Goñi faz outro esclarecimento: “Quando Bolívar fala, Bolívar fala”
Durante a apresentação do romance em uma livraria na região norte de Bogotá, o jornalista e também escritor Mauricio Vargas, autor de uma trilogia dedicada aos próceres da América, o definiu como um Bolívar de “osso com pele” e perguntou se por acaso o Libertador não merecia uma morte diferente. “Foi triste, tristíssima”, disse Goñi. Uma tristeza que, para Vargas impregna todo o romance.
Mas a enfermidade se junta com o que Goñi chama de “um padecimento moral enorme”. Dois anos antes de terminar em uma cama em Santa Marta, tentaram assassiná-lo em Bogotá e desconfiava de todos. “Nas últimas semanas não queria ver ninguém, achava que todos que não conhecia eram Santander, que voltava para matá-lo”, conta o escritor, que se declara fascinado pelos próceres latino-americanos. Talvez mais do que Bolívar, por Francisco de Miranda, a quem dedicou Os Sonhos de um Libertador (2009), um personagem que para Goñi é o verdadeiro induzidor da revolução, essa que compreende a parte final da presença espanhola na América Latina e na qual “poucas pessoas conseguiram com poucos meios e tempo conseguir a liberdade de um território tão vasto”.
Entretanto, Bolívar queria fugir da América que surgiu, por isso Goñi fala em seu romance dessa última viagem para parte alguma, do homem que segundo escreve conseguiu expulsar os militares espanhóis do sul do continente americano após treze anos de guerra, mas que, por outro lado, não conseguiu a paz entre seus concidadãos. Um Bolívar que se dá conta que a união dos países americanos não iria ocorrer. “E os anos lhe deram razão. Ainda que hoje existam tratados de união entre diversos países na América Latina, não existe um que possa unir todos. Pode ser uma tarefa louvável mas titânica, se não impossível”.
Tudo Levará seu Nome é a narrativa atrás do Libertador que Goñi reconstrói com a paixão do repórter mas com um ingrediente adicional, porque esse romance não é somente ver o prócer abandonar-se à morte. Será o médico francês que o atende, o único que Bolívar o deixa medicar ainda que a contragosto, quem acenderá a faísca de saber como tudo começou.
O escritor contará então como caiu nas mãos do prócer um mapa feito por mando do rei da Espanha, que descobriu a enormidade do que era a América. “Não foi a fonte de inspiração, mas sim uma das faíscas que acendeu a mecha”, diz.

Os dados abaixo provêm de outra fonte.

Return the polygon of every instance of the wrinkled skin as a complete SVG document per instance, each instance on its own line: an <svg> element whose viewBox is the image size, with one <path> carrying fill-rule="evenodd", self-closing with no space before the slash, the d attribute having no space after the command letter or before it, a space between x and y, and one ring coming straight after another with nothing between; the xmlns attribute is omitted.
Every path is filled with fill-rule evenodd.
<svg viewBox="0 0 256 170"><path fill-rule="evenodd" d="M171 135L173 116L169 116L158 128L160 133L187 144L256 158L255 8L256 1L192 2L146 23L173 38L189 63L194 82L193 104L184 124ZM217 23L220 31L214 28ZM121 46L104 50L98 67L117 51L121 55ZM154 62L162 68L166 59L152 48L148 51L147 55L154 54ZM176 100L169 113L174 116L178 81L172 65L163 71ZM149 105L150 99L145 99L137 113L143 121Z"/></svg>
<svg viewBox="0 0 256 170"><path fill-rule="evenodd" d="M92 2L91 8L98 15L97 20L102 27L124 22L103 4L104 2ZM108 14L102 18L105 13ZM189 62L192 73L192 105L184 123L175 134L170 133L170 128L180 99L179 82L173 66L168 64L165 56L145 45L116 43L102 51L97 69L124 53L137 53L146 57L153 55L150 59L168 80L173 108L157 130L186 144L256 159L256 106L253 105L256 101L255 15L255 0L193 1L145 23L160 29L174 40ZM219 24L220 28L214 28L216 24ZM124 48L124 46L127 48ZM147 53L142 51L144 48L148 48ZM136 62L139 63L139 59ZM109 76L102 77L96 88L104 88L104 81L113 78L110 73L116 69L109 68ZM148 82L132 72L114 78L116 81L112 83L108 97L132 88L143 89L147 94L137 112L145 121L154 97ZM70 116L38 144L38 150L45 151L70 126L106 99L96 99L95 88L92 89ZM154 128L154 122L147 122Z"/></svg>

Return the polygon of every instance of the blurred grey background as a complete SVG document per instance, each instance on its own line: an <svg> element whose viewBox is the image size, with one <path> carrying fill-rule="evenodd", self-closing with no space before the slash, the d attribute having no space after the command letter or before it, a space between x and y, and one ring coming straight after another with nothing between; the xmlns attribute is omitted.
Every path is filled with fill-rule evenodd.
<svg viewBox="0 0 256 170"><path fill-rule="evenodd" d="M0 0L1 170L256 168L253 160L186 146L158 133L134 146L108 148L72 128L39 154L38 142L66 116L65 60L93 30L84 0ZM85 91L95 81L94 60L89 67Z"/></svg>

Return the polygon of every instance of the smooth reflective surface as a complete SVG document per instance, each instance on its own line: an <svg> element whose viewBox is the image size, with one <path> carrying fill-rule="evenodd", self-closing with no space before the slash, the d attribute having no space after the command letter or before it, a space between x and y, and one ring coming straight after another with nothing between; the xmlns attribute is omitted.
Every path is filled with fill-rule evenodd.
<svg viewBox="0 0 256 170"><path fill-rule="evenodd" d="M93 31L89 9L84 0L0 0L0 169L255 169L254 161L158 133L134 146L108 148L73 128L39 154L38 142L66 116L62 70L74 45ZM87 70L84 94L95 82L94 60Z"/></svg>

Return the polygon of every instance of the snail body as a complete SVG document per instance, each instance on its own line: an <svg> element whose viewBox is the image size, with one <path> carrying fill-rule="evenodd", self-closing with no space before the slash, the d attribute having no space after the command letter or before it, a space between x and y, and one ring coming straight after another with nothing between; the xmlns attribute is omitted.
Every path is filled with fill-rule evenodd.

Um mapa que o escritor se orgulha de ter em seu poder.
Goñi também escolheu contar como Bolívar, buscando fortalecer seu exército, ordena que seu representante em Londres organize uma partida de navio na qual se encontram militares, em sua maioria irlandeses, e também aventureiros. “Nos livros de história o papel dos mercenários britânicos praticamente não aparece, mas existiram, e uma prova é que no final dos dias de Bolívar, o coronel Belford Hinton Wilson estava junto com ele, e que tinha apenas 17 anos quando o general O’Leary chegou a conhece-lo, que é quem recupera toda a correspondência do Libertador”.
Goñi faz outro esclarecimento: “Quando Bolívar fala, Bolívar fala”. Isso significa que longe da ficção, as palavras de seu Bolívar são as de Bolívar, um mortal, afastado deste “bolivarismo que parece ser hoje uma religião, e seu principal profeta o ex-presidente Hugo Chávez”. E acrescenta que é preciso deixá-lo em paz, sem mais exumações.